La régionalisation est envisagée, dans le discours royal, en tant que «levier de la démocratie locale participative et de proximité et comme un mode de gouvernance territoriale (...) en plaçant le citoyen au coeur du processus de développement», notent MM. Ahmed Bouachik et Mohamed Benyahya, professeurs à l’Université Mohammed V-Souissi et directeurs de la Revue marocaine d’Administration locale et de Développement (Remald).
Pour le Pr. Cherkaoui, il existe une «corrélation entre régionalisation et démocratisation», à la faveur de l’existence d’un nouveau contrat social entre l’Etat et la région qui favoriserait l’émergence de nouvelles élites locales et le transfert substantiel de compétences et de ressources aux régions. Même constat pour le Pr. Degoffe, qui fait état d’un lien entre l’accroissement des libertés fondamentales et le développement de la décentralisation.
«Un régime politique, qui promeut la décentralisation, tend nécessairement à développer les libertés fondamentales», constate-il. Ainsi, la relance du processus de décentralisation n’est pas une «question de mode, mais répond à des besoins précis», affirme, de son côté, le Pr. Saint-Prot.
L’objectif n’est pas seulement un réaménagement administratif, mais de «donner une nouvelle impulsion au développement économique et social», dit-il.
Résumant les axes de la nouvelle gouvernance impulsée par la démarche royale, l’ambassadeur du Maroc en France, M. El Mostafa Sahel, retient notamment, dans une allocution lue en son nom, «la priorité de l’action sur le terrain», «l’élévation du niveau des ressources humaines et institutionnelles des territoires» et «la recherche d’équilibre dans leur développement».
Vers un modèle marocain de régionalisation
Compte tenu de l’ancienneté de la pratique de décentralisation au Maroc, tous les intervenants ont souligné l’originalité de l’initiative royale exigeant de la CCR un modèle maroco-marocain de régionalisation, en évitant de «sombrer dans le mimétisme ou la reproduction à la lettre des expériences étrangères». Pour Frédéric Rouvillois, professeur agrégé de droit à l’Université Paris-Descartes, cette prudence à l’égard du mimétisme répond au besoin de «mettre au point un système issu des spécificités marocaines qui constituent les fondements de l’identité marocaine qui ne saurait être mise en cause par la soumission à un modèle normatif étranger, aussi séduisant soit-il».
Mais cette prudence, observent MM. Rouvillois et Roatta, ne vaut pas dire «récuser les leçons que l’on peut tirer des expériences étrangères de régionalisation», ou éviter d’«emprunter des éléments pertinents qui ont prouvé leur efficacité dans des modèles étrangers.
«Trouver un modèle signifie en construire un» à travers un travail de benchmarking basé sur une comparaison des mérites et des limites des expériences étrangères, explique le Pr.
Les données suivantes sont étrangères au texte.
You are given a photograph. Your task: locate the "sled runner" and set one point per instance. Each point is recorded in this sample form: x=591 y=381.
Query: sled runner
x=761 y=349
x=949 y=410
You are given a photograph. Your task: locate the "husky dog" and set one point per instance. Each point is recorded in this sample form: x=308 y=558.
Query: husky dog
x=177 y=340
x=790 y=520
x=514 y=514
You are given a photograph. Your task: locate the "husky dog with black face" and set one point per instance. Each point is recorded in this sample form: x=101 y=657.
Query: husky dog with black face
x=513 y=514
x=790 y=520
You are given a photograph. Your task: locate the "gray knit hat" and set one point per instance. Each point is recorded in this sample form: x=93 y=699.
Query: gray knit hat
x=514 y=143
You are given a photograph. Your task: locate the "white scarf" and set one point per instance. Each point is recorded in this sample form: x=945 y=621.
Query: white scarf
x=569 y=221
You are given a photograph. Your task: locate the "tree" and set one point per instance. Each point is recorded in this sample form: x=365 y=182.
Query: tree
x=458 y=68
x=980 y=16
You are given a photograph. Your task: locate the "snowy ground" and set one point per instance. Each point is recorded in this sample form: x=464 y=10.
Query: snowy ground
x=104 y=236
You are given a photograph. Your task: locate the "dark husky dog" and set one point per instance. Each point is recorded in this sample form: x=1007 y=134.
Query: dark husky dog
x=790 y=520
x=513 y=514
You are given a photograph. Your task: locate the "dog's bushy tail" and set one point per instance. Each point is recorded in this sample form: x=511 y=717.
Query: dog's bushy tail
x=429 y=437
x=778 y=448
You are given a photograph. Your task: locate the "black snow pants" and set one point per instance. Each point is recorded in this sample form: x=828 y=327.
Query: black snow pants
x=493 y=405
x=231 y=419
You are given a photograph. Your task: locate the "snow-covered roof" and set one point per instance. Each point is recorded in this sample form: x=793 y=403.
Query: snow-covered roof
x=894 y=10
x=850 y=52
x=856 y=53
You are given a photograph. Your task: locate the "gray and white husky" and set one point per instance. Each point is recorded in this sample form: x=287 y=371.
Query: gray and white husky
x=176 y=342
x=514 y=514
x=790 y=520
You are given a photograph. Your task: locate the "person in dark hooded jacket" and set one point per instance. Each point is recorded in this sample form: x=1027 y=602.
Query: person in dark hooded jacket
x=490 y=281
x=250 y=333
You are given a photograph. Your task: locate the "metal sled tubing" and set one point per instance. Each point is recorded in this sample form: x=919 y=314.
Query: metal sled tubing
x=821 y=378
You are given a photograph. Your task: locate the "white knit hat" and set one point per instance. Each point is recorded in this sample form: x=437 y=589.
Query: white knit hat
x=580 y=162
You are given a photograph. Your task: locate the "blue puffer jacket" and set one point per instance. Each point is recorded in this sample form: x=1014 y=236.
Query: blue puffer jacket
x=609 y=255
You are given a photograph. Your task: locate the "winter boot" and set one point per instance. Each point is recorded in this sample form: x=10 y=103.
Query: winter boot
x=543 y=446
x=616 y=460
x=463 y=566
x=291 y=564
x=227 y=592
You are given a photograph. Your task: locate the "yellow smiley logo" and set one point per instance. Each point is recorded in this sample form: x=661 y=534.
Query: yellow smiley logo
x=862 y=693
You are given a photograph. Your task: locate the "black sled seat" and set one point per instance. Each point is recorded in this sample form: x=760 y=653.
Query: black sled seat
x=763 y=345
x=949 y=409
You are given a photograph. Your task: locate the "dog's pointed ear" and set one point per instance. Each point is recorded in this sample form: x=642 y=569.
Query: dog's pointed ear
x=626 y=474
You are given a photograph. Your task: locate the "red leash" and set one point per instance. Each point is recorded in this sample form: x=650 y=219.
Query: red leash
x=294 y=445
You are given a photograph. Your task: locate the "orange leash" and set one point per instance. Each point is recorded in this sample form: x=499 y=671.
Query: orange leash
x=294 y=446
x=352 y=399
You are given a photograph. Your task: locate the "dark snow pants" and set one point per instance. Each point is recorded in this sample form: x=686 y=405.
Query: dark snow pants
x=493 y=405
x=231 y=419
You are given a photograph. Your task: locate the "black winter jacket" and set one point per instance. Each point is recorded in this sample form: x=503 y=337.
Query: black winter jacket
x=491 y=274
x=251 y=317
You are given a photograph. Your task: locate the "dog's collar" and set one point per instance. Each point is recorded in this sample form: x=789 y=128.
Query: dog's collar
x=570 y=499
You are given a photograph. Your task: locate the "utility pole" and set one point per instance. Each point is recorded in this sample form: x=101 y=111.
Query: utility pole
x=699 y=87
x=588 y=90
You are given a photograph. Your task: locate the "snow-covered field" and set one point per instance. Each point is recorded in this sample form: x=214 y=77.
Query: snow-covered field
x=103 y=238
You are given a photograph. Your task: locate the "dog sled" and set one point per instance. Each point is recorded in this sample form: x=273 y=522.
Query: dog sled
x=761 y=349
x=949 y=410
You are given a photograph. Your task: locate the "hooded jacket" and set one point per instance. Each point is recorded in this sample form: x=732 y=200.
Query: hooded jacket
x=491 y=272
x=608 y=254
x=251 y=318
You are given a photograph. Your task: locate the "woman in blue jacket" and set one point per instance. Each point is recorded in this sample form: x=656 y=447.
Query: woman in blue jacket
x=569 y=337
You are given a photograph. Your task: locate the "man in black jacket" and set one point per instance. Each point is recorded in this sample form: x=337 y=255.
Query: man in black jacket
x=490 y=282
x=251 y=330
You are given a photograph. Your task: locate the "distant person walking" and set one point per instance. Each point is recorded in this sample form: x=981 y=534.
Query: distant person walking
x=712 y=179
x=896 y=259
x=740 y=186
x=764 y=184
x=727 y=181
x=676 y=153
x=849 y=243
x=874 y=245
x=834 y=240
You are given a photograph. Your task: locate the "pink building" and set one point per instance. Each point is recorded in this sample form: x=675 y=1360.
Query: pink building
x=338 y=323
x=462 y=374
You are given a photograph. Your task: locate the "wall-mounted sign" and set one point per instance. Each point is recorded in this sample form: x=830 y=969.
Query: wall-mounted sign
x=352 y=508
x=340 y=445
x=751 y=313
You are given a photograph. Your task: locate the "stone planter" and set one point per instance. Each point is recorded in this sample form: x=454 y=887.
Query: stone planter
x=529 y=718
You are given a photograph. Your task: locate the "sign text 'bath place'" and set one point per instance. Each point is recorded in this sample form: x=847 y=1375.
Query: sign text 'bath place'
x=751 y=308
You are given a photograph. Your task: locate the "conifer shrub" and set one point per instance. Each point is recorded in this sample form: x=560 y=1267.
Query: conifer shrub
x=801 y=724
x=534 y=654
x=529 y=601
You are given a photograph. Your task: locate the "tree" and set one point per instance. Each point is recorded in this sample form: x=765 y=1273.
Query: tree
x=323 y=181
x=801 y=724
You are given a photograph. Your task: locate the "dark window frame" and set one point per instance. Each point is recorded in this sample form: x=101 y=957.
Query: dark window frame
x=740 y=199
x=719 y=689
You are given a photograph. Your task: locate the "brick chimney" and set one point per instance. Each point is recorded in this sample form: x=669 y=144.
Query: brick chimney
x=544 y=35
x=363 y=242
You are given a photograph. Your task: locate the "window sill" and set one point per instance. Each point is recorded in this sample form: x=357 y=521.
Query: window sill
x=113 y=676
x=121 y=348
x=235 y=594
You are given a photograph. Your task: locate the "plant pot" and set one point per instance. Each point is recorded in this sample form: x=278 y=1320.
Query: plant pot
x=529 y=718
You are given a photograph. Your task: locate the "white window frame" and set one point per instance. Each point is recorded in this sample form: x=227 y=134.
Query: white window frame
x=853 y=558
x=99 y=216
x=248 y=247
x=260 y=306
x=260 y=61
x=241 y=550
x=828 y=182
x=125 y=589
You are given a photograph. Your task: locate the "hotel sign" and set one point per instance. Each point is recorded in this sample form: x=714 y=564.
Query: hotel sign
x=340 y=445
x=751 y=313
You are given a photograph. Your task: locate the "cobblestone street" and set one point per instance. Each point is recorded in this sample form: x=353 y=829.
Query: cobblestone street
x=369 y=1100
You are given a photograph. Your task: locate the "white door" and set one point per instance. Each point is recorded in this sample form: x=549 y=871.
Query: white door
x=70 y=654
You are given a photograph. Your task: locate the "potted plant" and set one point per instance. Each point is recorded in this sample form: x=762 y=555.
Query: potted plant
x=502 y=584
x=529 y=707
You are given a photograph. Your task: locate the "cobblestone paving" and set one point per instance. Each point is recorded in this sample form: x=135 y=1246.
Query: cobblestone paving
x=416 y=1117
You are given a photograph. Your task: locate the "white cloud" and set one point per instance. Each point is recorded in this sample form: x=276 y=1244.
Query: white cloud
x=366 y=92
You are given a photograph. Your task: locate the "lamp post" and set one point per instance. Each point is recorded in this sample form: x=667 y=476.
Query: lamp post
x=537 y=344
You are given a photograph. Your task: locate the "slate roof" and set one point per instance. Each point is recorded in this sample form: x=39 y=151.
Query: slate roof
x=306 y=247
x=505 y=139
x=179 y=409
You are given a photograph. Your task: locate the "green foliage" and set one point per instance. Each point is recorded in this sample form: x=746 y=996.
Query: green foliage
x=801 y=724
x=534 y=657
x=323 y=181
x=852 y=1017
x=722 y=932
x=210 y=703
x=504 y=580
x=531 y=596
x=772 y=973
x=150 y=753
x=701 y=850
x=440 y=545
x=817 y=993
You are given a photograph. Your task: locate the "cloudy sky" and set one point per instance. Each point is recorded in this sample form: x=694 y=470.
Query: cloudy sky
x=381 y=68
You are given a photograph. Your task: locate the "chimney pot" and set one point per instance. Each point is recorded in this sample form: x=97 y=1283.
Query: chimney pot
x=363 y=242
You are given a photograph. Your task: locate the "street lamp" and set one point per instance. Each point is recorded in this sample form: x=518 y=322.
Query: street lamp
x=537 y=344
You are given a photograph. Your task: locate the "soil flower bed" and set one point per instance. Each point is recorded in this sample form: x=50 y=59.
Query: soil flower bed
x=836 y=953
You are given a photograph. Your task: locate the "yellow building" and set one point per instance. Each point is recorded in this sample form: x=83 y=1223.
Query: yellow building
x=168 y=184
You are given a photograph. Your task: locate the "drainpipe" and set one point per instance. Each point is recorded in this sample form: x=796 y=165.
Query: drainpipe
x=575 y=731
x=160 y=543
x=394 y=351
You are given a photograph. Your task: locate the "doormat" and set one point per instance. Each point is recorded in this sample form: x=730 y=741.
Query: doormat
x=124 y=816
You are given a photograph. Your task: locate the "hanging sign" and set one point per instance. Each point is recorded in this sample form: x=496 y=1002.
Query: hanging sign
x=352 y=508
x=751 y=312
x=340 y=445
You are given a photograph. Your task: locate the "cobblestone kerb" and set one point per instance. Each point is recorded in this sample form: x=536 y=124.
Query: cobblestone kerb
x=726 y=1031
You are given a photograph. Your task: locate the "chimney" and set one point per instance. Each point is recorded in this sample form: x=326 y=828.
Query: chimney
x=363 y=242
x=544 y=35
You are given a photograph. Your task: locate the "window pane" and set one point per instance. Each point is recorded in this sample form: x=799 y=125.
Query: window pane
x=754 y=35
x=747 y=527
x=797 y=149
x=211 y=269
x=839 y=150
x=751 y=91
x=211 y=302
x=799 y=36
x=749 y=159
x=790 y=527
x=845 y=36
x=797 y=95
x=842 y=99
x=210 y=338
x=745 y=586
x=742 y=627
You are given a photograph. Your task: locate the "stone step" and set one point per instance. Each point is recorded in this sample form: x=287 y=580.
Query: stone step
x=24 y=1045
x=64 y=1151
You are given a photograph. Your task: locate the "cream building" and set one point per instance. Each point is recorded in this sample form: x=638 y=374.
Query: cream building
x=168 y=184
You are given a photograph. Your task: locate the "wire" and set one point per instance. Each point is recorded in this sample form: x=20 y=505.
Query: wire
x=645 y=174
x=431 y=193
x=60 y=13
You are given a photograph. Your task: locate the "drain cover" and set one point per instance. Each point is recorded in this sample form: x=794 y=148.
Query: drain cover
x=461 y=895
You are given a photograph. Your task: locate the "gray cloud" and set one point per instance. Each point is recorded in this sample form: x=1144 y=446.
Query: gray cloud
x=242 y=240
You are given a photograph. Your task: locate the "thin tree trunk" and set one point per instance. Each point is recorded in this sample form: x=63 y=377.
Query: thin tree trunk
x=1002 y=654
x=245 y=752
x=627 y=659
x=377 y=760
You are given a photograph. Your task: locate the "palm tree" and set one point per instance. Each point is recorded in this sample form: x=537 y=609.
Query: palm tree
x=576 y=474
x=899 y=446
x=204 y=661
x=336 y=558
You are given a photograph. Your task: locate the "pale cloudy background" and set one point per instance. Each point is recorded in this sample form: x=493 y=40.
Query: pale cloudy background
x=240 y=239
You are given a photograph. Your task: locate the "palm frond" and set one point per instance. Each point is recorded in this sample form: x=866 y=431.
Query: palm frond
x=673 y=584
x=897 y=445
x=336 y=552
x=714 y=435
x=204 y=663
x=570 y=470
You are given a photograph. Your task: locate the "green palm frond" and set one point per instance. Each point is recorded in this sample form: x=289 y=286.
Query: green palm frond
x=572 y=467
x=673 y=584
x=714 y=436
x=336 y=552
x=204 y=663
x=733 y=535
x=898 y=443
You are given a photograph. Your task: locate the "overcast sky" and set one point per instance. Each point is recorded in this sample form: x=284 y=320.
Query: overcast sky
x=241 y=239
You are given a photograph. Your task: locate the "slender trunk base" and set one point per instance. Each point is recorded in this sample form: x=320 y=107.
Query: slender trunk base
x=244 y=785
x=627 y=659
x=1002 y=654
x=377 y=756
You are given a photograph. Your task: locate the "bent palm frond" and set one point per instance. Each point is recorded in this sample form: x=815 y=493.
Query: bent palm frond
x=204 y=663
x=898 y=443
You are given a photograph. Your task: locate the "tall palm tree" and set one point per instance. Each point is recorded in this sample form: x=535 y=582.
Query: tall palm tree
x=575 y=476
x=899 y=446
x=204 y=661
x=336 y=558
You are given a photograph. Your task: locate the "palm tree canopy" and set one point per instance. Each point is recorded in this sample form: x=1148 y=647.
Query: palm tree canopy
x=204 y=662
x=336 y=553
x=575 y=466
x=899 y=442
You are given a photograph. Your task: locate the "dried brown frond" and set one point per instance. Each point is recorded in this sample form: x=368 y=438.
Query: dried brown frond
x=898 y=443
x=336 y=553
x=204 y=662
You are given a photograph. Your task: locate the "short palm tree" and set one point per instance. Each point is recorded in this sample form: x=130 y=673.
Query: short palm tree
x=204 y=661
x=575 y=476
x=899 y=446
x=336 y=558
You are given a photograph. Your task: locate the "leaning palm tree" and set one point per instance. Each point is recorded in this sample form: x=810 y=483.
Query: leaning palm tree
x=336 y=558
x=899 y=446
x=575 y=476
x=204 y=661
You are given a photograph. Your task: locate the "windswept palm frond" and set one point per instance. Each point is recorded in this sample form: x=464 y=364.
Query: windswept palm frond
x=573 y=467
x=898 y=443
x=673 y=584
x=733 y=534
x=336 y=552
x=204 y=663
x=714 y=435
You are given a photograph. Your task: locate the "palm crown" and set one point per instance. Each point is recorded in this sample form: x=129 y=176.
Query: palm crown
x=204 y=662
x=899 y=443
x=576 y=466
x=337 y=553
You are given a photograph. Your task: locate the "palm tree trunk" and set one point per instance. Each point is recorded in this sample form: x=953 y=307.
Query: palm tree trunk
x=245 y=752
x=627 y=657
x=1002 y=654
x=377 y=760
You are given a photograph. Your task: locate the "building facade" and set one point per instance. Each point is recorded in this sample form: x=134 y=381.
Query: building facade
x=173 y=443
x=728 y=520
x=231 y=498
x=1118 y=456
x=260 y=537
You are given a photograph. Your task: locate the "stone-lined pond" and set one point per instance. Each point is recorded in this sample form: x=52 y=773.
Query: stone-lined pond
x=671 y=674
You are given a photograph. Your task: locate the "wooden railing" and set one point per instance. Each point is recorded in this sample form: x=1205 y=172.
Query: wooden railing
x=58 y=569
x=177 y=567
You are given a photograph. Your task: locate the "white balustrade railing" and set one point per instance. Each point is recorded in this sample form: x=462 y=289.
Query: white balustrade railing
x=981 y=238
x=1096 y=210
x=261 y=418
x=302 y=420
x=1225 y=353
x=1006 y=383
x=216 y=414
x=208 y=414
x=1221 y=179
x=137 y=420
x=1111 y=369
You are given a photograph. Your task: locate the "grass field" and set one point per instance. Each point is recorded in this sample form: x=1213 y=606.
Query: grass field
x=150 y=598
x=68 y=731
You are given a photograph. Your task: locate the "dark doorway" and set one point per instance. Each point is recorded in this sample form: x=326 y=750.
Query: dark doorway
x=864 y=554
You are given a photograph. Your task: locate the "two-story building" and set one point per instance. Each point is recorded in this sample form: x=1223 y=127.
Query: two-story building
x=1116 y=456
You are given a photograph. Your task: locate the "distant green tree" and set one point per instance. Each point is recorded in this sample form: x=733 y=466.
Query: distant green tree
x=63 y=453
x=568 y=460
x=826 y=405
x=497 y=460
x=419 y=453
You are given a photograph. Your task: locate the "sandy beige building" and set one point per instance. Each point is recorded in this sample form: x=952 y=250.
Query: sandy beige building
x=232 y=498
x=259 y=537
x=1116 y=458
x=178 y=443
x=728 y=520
Rouvillois.
Livrant son témoignage sur la dynamique de développement au Maroc, M. Henri-Louis Védie, professeur d’économie à l’école HEC à Paris et auteur de l’ouvrage «Maroc -L’épreuve des faits et des réalisations», avance, lui, que «le Maroc est un modèle de régionalisation avant même que le projet ne soit mis en marche».
Le débat, qui s’en est suivi, a donné lieu à un échange constructif entre les intervenants et l’assistance nombreuse, formée très particulièrement de jeunes étudiants et cadres marocains installés en France, associés à l’organisation de cet événement à travers l’Association des Etudiants marocains en France (AEMF).
Placé sous l’égide du Groupe d’Amitié parlementaire France-Maroc, ce colloque, a été initié par l’OEG, en partenariat également avec le Centre Maurice Hauriou de la faculté de droit de l’Université Paris-Descartes, la Remald et l’AEMF.